Each string and regex object will be able to have information about
its encodings.  Matching, indexing etc. will be based on that
information.

|Matz:
|>Unicode 3.0 is really an improvement.  Most Japanese can accept it
|>except time and space efficiency.
|>...
|>    By using UTF-8, most of Japanese character takes 3 bytes each.  It
|>    would be 1.5 time bigger than current.  Imagine all of your text
|>    data grows 50% bigger.
|
|I agree. I'm not partial to UTF-8 either. In my earlier
|post, I recommended UCS-2, which is a two byte encoding for
|both the Western languages and the CJK languages. As far as
|DBCS Japanese goes, UCS-2 introduces no changes in storage
|or processing requirements. The same is true for the
|superset UTF-16, assuming surrogates are not required.

It doubles ASCII space though (multibyte text is often mixture of
ASCII and KANJI characters).

|In converting to UTF-16, it's the Western languages that
|would suffer a "hit" in terms of storage and processing
|time. UTF-8, accordingly, will probably remain common in
|Western end users shops for some time to come but not, I
|hope, as the internal encoding of system software.

Why not?  Although its variable length nature, I think UTF-8 is good
for internal encoding too.  E.g.

  * ASCII superset
  * no NULL (\0) in string
  * no endian problems

Plus, UTF-16 is variable length anyway (as I mentioned above, we can't
ignore surrogates).

I think it's the reason Perl and Python choose UTF-8 as their internal
encoding.  I'd choose UTF-8 too if I could stick with Unicode.

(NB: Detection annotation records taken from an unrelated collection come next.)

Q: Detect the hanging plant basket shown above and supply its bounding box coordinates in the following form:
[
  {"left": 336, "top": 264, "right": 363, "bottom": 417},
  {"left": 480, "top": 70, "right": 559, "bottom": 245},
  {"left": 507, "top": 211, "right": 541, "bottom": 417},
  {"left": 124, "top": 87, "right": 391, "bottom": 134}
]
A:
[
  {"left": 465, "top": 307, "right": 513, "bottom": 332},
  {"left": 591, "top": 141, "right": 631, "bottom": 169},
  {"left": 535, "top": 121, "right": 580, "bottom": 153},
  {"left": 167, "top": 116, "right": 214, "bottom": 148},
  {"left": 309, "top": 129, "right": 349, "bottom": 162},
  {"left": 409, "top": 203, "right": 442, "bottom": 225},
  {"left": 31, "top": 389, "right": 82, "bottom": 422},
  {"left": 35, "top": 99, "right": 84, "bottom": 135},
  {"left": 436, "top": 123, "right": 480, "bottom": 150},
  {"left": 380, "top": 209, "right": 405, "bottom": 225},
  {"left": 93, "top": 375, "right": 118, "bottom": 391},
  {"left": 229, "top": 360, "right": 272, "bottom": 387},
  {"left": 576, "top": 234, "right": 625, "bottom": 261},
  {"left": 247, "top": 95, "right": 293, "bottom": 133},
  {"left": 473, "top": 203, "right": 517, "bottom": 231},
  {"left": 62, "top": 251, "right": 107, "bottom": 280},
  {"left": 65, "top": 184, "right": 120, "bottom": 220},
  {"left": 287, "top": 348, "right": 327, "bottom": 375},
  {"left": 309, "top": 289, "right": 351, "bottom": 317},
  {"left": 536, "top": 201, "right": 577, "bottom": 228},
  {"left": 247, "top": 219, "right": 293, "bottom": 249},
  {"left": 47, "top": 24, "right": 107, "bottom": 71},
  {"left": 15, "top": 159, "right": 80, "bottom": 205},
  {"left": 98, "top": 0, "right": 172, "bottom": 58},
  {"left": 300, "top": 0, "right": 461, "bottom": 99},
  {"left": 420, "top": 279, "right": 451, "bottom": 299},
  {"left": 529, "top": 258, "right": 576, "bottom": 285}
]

|My own experience in developing international software is
|that it is MUCH easier to work in an environment in which
|UCS-2 or UTF-16 is the internal storage norm rather than
|UTF-8. Accordingly, I seek out operating systems, databases,
|and language providers that standardize on either of these
|as their normative, internal coding.

If the following conditions can be fulfilled, it's easy to develop
I18N software using UTF-16, as you said.

  * surrogates can be ignored
  * all characters can be converted into Unicode

These conditions are often OK for many many applications.  But I can
not FORCE these conditions to ALL applications written in Ruby.

|>Using Unicode as an internal universal character
|>sets covers 98% of M17N, but I want to cover ALL of the cases, and
|>from my personal experience (Ruby Japanization), I think it's
|>efficiently possible.
|
|What is the 2% that isn't covered by Unicode's UTF-16
|encoding (which provides for about 1 mn code points, if one
|includes the surrogate facility)?

Don't take numbers literally.  It's a synonym for "almost all". ;-)

I was thinking of applications that process big character set
(e.g. Mojikyo set) which is not covered by Unicode.  I don't know
exactly how many code points it has.  But I've heard it's pretty big,
possibly consumes half of surrogate space.  And they want to process
them now.  I think they don't want to wait Unicode consortium to
assign code points for their characters.

							matz.